El presidente Donald Trump, representante de esta nueva fase de «depredadores», actúa con un estilo impositivo y supremacista («América primero»). Su administración declara abiertamente su dominio («Este es nuestro hemisferio», refiriéndose a Latinoamérica) y en Venezuela prioriza el petróleo sobre la democracia. Trump no es un «loco» aislado, un desequilibrado mental. Igual que Hitler en su momento, es funcional a la oligarquía que realmente gobierna: tecnomagnates de Silicon Valley, banqueros de Wall Street, el complejo militar-industrial y las petroleras.

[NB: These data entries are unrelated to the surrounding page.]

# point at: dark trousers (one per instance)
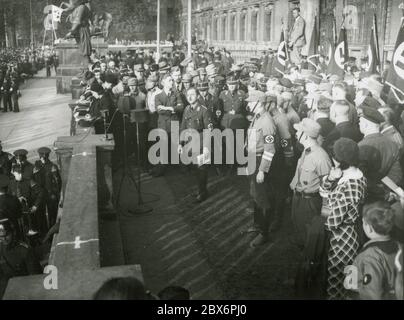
(7, 102)
(142, 148)
(16, 106)
(262, 219)
(304, 208)
(52, 206)
(201, 176)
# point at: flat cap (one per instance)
(133, 82)
(202, 71)
(371, 115)
(346, 150)
(299, 83)
(285, 82)
(20, 152)
(370, 102)
(154, 67)
(187, 78)
(4, 181)
(256, 96)
(335, 78)
(138, 67)
(44, 150)
(315, 78)
(232, 80)
(309, 127)
(163, 65)
(203, 86)
(306, 73)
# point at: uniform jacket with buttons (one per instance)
(262, 140)
(297, 34)
(375, 265)
(165, 117)
(215, 108)
(311, 167)
(283, 130)
(233, 103)
(199, 119)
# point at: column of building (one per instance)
(309, 10)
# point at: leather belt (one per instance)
(305, 195)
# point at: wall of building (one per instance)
(248, 26)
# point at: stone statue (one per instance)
(103, 24)
(80, 19)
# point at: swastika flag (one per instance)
(340, 55)
(57, 14)
(282, 58)
(314, 46)
(395, 77)
(373, 51)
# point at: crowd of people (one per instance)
(29, 204)
(18, 65)
(324, 143)
(330, 145)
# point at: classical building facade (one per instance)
(246, 27)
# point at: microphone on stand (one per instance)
(104, 115)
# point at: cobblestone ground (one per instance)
(202, 247)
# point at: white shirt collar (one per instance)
(387, 129)
(351, 173)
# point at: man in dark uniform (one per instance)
(311, 167)
(234, 108)
(170, 107)
(17, 259)
(5, 161)
(7, 105)
(216, 110)
(140, 104)
(51, 182)
(196, 117)
(212, 103)
(10, 206)
(379, 156)
(14, 92)
(283, 166)
(261, 142)
(20, 160)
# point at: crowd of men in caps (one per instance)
(323, 144)
(29, 193)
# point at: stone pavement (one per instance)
(200, 247)
(43, 117)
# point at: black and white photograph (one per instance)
(228, 151)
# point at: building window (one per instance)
(232, 26)
(267, 25)
(254, 26)
(214, 29)
(243, 20)
(223, 37)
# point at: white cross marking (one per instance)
(77, 242)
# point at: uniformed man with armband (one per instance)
(285, 165)
(17, 259)
(197, 117)
(262, 142)
(5, 161)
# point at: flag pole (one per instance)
(189, 28)
(158, 32)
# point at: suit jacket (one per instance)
(165, 117)
(298, 33)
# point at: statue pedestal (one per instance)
(71, 63)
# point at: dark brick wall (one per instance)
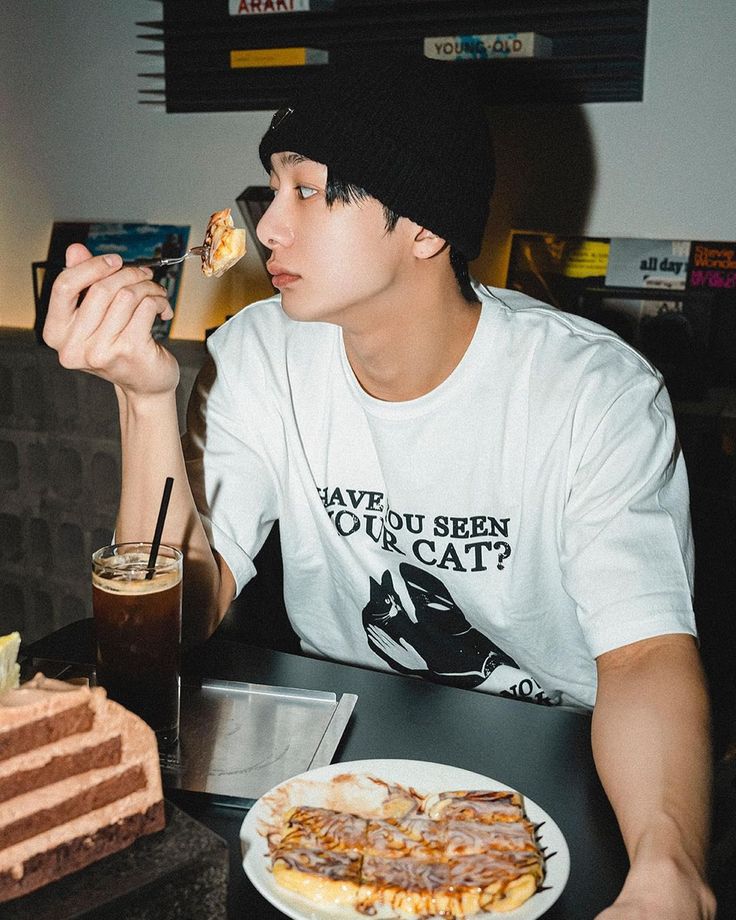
(59, 480)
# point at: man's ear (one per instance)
(427, 244)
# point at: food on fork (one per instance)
(224, 244)
(79, 779)
(461, 853)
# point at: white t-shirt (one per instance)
(499, 532)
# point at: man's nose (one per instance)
(273, 228)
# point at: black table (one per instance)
(543, 752)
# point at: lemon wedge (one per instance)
(9, 668)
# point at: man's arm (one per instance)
(651, 743)
(108, 333)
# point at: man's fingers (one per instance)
(145, 297)
(66, 309)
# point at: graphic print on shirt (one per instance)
(436, 640)
(427, 633)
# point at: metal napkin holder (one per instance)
(237, 740)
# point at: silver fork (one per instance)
(160, 263)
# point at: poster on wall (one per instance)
(133, 241)
(672, 300)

La democracia liberal, pregonada como panacea universal, ahora es puesta en entredicho. En otros términos: cayeron las máscaras. Es un modelo histórico y falaz, donde el voto periódico no representa a las masas. Según un estudio de la universidad de Gotemburgo, Suecia, de 2024, solo el 28 % de la población mundial vive bajo esos cánones de democracia, que Occidente impuso al mundo. ¿Acaso el 72 % restante sufre por no seguirlos? China, por ejemplo, ha reducido drásticamente la pobreza sin recurrir a ese modelo. Como señala Luis Méndez Asensio: «democracia no es sinónimo de desarrollo».
La depredación es histórica en sociedades divididas en clases. El capitalismo ha sido monumentalmente sanguinario, ni más ni menos que las sociedades esclavistas o feudales. Lo que ocurre ahora es una profundización de ese modelo, donde los depredadores (la élite estadounidense, para el caso) operan sin anestesia, y sin vergüenza de reconocerlo: «La fuerza es el nuevo derecho internacional, y vamos a ejercerla». La pregonada democracia liberal no sirve a las mayorías, aunque se vote periódicamente. Se necesita otra democracia: la de base, popular, solo posible con el socialismo.
Un ejemplo: Cabo Verde, considerado el país más «democrático» de África según parámetros occidentales (elecciones regulares y separación de poderes, incluso con tolerancia a la diversidad sexual), sufre pobreza crónica y éxodo masivo de su empobrecida población. Si África está depredada, no es por Trump; la depredación viene de atrás (las potencias europeas la saquearon). Lo singular hoy es que ya no se oculta esa fuerza bruta. Más aún: se ensalza.
La situación actual evidencia un modelo insostenible donde la fuerza bruta decide todo, ahora con misiles nucleares y guerra cibernética. Frente a esto, solo el socialismo propone una alternativa. La historia no ha terminado; por tanto, la lucha continúa.